Monasta et al., (2010), compilaram em um estudo as revisões sistemáticas acerca dos fatores envolvidos, desde a concepção até os cinco anos de idade, na determinação da obesidade. Os resultados confirmam estudos citados anteriormente: diabetes materno, tabagismo materno, desmame precoce, curta duração do sono, tamanho e peso ao nascer acompanhada do rápido crescimento infantil, atividade física insuficiente e horas de permanência assistindo a programas de televisão constituem os principais fatores. Os autores alertam que pesquisas futuras deverão centrar-se nas intervenções precoces a fim de confirmar o papel dos fatores de risco e de proteção e, desta forma, combater o alto custo que a obesidade representa para as gerações presentes e futuras.

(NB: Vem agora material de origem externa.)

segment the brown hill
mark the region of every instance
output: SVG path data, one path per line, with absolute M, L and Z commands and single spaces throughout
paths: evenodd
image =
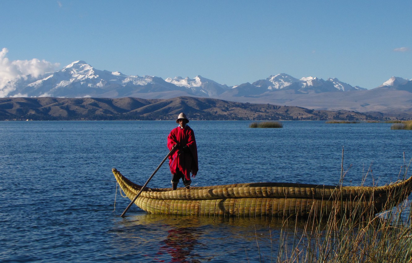
M 367 120 L 379 118 L 353 111 L 309 110 L 294 106 L 234 102 L 182 96 L 167 99 L 52 97 L 0 98 L 0 120 Z

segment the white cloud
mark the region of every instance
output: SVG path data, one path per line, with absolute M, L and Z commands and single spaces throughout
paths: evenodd
M 409 48 L 408 47 L 398 47 L 393 49 L 393 51 L 397 51 L 398 52 L 406 52 L 409 50 Z
M 7 96 L 16 90 L 15 83 L 30 77 L 38 77 L 46 72 L 53 71 L 60 66 L 44 59 L 10 61 L 6 57 L 8 49 L 3 48 L 0 51 L 0 97 Z

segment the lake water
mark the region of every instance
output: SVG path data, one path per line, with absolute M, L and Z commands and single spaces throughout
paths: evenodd
M 250 122 L 190 122 L 199 167 L 192 185 L 336 184 L 342 147 L 344 185 L 360 184 L 368 171 L 365 183 L 383 185 L 412 157 L 411 132 L 390 124 L 251 129 Z M 111 169 L 143 184 L 168 153 L 166 137 L 176 125 L 0 122 L 0 262 L 274 261 L 281 219 L 155 215 L 134 205 L 119 216 L 130 200 L 118 189 L 116 195 Z M 167 163 L 148 186 L 170 187 Z

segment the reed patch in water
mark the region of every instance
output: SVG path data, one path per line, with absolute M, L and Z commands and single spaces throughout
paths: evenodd
M 409 166 L 406 166 L 404 177 Z M 303 228 L 299 218 L 285 219 L 277 255 L 271 256 L 270 262 L 410 263 L 412 202 L 410 197 L 407 198 L 410 190 L 403 190 L 399 195 L 389 195 L 384 206 L 386 211 L 379 215 L 375 214 L 372 198 L 366 202 L 360 200 L 359 209 L 342 216 L 332 213 L 324 220 L 309 217 Z M 404 200 L 400 204 L 400 198 Z M 339 211 L 342 205 L 337 202 L 333 206 Z M 294 231 L 291 230 L 293 224 Z
M 360 123 L 360 122 L 356 120 L 328 120 L 325 123 Z
M 391 125 L 391 130 L 412 130 L 412 120 L 396 122 Z
M 279 122 L 255 122 L 249 125 L 249 128 L 283 128 L 283 124 Z

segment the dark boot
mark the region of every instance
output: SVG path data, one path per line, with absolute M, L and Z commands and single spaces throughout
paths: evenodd
M 178 182 L 172 182 L 172 190 L 176 190 L 178 188 Z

Nesse cenário, a partir dos estudos ora apresentados, é fundamental demostrar como o progressivo aumento ponderal infantil encontra-se inserido numa perspectiva sistêmica, entrelaçada em níveis ou ambientes ecológicos que alcançam amplitudes cada vez mais complexas, e que o entendimento das

39 dimensões isoladamente não é suficiente para se ter uma compreensão abrangente do fenômeno.

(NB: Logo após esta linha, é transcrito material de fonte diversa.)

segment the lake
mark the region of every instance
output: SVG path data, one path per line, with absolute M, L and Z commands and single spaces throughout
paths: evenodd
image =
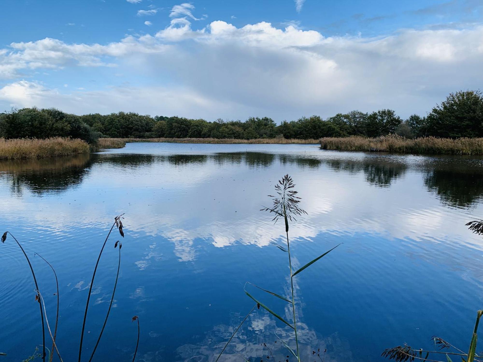
M 0 163 L 0 226 L 30 258 L 51 326 L 55 281 L 34 253 L 55 268 L 65 361 L 77 361 L 92 271 L 123 213 L 125 237 L 113 232 L 93 285 L 83 360 L 103 322 L 121 240 L 114 302 L 94 360 L 132 359 L 138 315 L 137 361 L 214 361 L 254 306 L 245 282 L 289 295 L 287 255 L 273 244 L 284 245 L 284 225 L 260 211 L 287 173 L 308 213 L 290 224 L 295 268 L 343 243 L 294 278 L 302 361 L 315 361 L 317 348 L 327 348 L 328 362 L 385 361 L 384 349 L 404 342 L 434 348 L 434 335 L 468 350 L 483 306 L 483 240 L 465 226 L 483 218 L 482 157 L 128 143 Z M 0 273 L 0 352 L 8 355 L 0 359 L 20 361 L 42 333 L 28 265 L 10 236 Z M 248 288 L 291 319 L 287 303 Z M 264 343 L 284 361 L 277 335 L 295 348 L 290 329 L 256 308 L 220 361 L 259 361 L 269 354 Z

A Teoria Bioecológica do Desenvolvimento Humano (TBDH) tem como precursor Ürie Bronfenbrenner (1917-2005), cujo percurso biográfico agrega forte influência multicultural, o que lhe conferiu uma lente diferenciada de observação dos processos de desenvolvimento atravessados pela diversidade do ambiente. Erradicado nos EUA desde os sete anos de idade, formou-se em Psicologia e Música. Nasceu em Moscou e migrou com sua família num momento de profundas transformações sociais e política, demarcando o início da ascenção comunista com a Revolução Russa, conviveu desde então, em contato com diferentes grupos étnicos e culturais durante sua escolarização, acentuando seu contato com diferentes modos de viver e pensar. Em sobreposição, conviveu em sua infância muito proximamente com a atividade laboral do pai que era médico de uma instituição para pessoas com sofrimento psíquico e necessidades especiais, acompanhava frequentemente o pai em visitas regulares ao sanatório, localizado numa área rural no qual sua moradia era circunvizinha. Em relatos autobiográficos, Bronfenbrenner afirma que a partir daí já se demarcava um importante ponto em seu desenvolvimento no qual se revelava numa importante “transição ecológica” que iria influenciá-lo ao longo da vida e, invariavelmente, determinaria suas escolhas profissionais na medida em que observava, já desde a mais tenra idade, que os pacientes tinham decréscimos socioemocionais e intelectuais significativos no período que era avaliado após a internação, o que justificava o sentenciamento pela permanência na instituição, por vezes, perpetuamente.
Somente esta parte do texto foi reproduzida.